I have recently started learning OpenCl, i started with a simple matrix multiplication example to see by how much a gpu can reduce computation time and also to learn how to optimize data movement.i tried the following

Matrices A,B,C are all 1024x1024

GPU: C(i, j) per work-item, all global memory [1D Work Space](1024*1024 work item)

GPU: C(i, j) per work-item, all global memory [2D Work Space]

GPU: C row per work-item, all global memory [1D Work Space]
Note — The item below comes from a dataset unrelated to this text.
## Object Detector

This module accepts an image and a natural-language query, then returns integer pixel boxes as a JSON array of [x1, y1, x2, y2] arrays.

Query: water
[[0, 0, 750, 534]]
GPU: C row per work-item, A private, B in global memory [1D Work Space]

GPU: C row per work-item, A private, B in local memory [1D Work Space]
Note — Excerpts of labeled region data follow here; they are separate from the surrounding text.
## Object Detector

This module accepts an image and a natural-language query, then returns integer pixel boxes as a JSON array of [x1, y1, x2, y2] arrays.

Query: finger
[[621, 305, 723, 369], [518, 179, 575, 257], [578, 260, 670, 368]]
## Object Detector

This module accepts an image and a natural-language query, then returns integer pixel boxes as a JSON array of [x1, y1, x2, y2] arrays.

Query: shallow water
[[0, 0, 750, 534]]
The results are as follows 0.4308s,3.9784s,2.3082s,1.6315s,1.6561s.

i have already checked and all give the correct results.

i am using opencl 1.2, catalyst 12.4 drivers on amd 3400m APU.the following are the kernel for the first.

"__kernel \n"\

"void matrixmultiply(__global float *A, \n"\

" __global float *B, \n"\

" __global float *C,int WidthA,int WidthB) \n"\

"{ \n"\

" \n"\

" // Get the work-item’s unique ID \n"\

" int idx = get_global_id(0); \n"\

" float sum=0; \n"\

" int row; \n"\

" int column; \n"\

" row=idx/WidthB; \n"\

" column=idx%WidthB; \n"\

" // Add the corresponding locations of \n"\

" // 'A' and 'B', and store the result in 'C'. \n"\

" for(int i=0;i<WidthA;i++) \n"\

" { \n"\

" sum+= A[row*WidthA+i]*B[i*WidthB+column]; \n"\

" } \n"\

" C[idx]=sum; \n"\

"} \n"\

kernel for the second

"__kernel \n"\

"void matrixmultiply(__global float *A, \n"\

" __global float *B, \n"\

" __global float *C,int WidthA,int WidthB) \n"\

"{ \n"\

" \n"\

" // Get the work-item’s unique ID \n"\

" float sum=0; \n"\

" int row = get_global_id(0); \n"\

" int column = get_global_id(1); \n"\

" // Add the corresponding locations of \n"\

" // 'A' and 'B', and store the result in 'C'. \n"\

" for(int i=0;i<WidthA;i++) \n"\

" { \n"\

" sum+= A[row*WidthA+i]*B[i*WidthB+column]; \n"\

" } \n"\

" C[row*WidthB+column]=sum; \n"\

"} \n"\

My question is why is the first fastest when it access all data from the global memory.